Question

The tangents to $x^2+y^2=a^2$ having inclinations $\alpha$ and $\beta$ intersect at $P$. If $\cot \alpha +\cot \beta =0$, then the locus of $P$ is

• A. $x+y=0$
• B. $x-y=0$
• C. $xy=0$
• D. None of these

Answer 1

Answer: (C)

$xy=0$

Let the coordinates of $P$ be $(h,k)$.

Let the equation of a tangent from $P(h,k)$ to the circle $x^2+y^2=a^2$ be $y=mx+a\sqrt{1+m^2}$

Since, $P(h,k)$ lies on $y=mx+a\sqrt{1+m^2}$

therefore, $k=mh+a\sqrt{1+m^2}={(k-mh)}^2=a^2(1+m^2)$ this is a quadratic equation in $m$.

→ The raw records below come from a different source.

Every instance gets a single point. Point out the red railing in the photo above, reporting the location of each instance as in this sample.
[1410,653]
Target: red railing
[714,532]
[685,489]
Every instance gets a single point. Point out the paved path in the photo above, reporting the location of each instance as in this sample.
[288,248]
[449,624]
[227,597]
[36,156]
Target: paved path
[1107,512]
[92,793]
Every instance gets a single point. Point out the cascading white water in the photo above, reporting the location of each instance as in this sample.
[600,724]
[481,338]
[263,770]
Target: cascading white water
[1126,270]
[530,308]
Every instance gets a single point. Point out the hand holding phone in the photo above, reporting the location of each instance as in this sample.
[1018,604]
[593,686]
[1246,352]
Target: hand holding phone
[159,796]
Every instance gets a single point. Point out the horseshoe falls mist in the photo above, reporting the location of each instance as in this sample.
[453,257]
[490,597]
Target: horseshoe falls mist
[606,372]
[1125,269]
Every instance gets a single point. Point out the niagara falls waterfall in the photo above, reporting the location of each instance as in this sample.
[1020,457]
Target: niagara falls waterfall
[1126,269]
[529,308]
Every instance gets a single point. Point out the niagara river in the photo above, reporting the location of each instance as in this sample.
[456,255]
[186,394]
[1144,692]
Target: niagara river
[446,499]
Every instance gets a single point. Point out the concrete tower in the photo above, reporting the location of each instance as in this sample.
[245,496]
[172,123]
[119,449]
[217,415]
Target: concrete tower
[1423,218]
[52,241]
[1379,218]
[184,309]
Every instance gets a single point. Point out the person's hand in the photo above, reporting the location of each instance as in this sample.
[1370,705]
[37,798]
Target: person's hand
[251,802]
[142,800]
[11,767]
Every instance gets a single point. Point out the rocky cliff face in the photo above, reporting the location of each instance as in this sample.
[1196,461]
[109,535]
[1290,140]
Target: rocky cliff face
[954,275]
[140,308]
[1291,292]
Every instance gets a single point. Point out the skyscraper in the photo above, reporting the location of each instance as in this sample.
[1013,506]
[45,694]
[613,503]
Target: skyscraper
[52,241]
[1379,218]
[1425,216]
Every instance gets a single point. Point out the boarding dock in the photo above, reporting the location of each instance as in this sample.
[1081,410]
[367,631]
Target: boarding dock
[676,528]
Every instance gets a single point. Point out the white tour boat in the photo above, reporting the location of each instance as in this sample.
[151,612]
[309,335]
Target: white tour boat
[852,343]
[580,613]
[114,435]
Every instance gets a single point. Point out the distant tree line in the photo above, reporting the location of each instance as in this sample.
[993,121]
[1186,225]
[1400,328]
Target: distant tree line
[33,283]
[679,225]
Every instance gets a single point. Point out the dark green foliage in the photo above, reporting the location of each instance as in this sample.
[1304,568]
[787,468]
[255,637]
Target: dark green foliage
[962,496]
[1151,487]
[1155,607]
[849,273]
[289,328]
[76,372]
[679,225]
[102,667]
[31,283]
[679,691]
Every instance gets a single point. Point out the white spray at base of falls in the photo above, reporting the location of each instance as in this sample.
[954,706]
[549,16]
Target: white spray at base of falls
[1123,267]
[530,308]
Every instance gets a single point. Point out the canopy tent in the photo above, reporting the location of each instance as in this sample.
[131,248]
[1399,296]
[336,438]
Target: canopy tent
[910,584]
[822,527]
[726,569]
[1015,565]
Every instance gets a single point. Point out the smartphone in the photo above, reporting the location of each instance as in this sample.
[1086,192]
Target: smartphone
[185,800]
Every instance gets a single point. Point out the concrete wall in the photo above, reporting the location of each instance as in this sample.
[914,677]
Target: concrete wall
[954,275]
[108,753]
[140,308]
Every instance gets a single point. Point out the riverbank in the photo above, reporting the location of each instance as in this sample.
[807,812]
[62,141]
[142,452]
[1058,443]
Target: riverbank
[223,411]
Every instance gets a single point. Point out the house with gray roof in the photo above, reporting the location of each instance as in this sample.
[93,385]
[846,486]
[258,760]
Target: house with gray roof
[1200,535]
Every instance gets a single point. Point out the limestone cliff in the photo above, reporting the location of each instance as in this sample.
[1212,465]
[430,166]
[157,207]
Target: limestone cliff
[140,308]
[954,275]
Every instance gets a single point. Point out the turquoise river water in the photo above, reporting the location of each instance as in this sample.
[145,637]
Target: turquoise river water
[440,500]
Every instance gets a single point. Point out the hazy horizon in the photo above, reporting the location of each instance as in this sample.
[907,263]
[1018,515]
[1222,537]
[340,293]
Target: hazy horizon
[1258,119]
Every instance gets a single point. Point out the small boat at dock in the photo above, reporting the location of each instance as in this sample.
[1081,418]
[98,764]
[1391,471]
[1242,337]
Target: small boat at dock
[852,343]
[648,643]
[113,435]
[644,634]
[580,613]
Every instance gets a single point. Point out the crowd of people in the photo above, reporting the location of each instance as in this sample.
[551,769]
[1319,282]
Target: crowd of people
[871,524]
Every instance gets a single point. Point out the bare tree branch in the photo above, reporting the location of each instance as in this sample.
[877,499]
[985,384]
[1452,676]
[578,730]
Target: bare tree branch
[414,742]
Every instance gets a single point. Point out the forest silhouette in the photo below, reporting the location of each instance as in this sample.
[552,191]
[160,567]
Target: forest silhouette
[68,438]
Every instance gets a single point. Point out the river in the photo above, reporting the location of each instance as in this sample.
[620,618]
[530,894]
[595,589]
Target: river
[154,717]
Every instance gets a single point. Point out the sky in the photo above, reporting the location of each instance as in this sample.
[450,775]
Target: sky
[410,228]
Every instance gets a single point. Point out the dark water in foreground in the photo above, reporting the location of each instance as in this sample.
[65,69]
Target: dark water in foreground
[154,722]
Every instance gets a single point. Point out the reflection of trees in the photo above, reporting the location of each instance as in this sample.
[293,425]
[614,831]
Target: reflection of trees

Let the two roots be $m_1$ and $m_2$, then

$m_1+m_2=\frac{2hK}{K^2-a^2}$

But $\tan \alpha =m_1$, $\tan \beta =m_2$ and it is given that

$\cot \alpha +\cot \beta =0$

$\therefore \frac{1}{m_1}+\frac{1}{m_2}=0$

$\Rightarrow m_1+m_2=0$

$\Rightarrow \frac{2hK}{K^2-a^2}=0$

$\Rightarrow hK=0$

Hence, the locus of $(h,K)$ is $xy=0$.